Questions:
1. What kind of a person is Emily?
From what I have read, I feel that Emily is a really unsociable type of person; furthermore she is very curt and cannot adapt to newer and tougher situations. But she does have some strong points like the fact that she really knows how to cherish what she has.
2. How do we know? What evidence does the writer provide?
For the fact that Emily is unsociable and curt it applies to both her later years as well as her younger years although it is more pronounced closer to her death. One example would be she said "See Colonel Sartoris." (Colonel Sartoris had been dead almost ten years.) "I have no taxes in Jefferson. Tobe!" The Negro appeared. "Show these gentlemen out." It can also be seen that she mostly kept to herself fromt eh fact that she stayed in her “house, which no one save an old man-servant—a combined gardener and cook—had seen in at least ten years.”

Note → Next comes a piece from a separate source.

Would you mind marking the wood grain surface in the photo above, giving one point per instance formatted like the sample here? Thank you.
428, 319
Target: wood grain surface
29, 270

As for the fact that she is unable to adapt, it can be seen when “After her father's death she went out very little; after her sweetheart went away, people hardly saw her at all.” This showed that she still could not recover from the set back of the loss of two dearest to her and this continued till her death day. It is true that she can cherish what she had as seen when she still kept “a crayon portrait of Miss Emily's father.” This showed how much she missed her father and kept a portrait of him till the very end as seen on “the funeral on the second day” a portrait “the crayon face of her father musing profoundly” could still be seen. But she took it a little too far with Homer Barron where in order to have his love forever, she actually gave him arsenic and let the man lay in a room on a bed.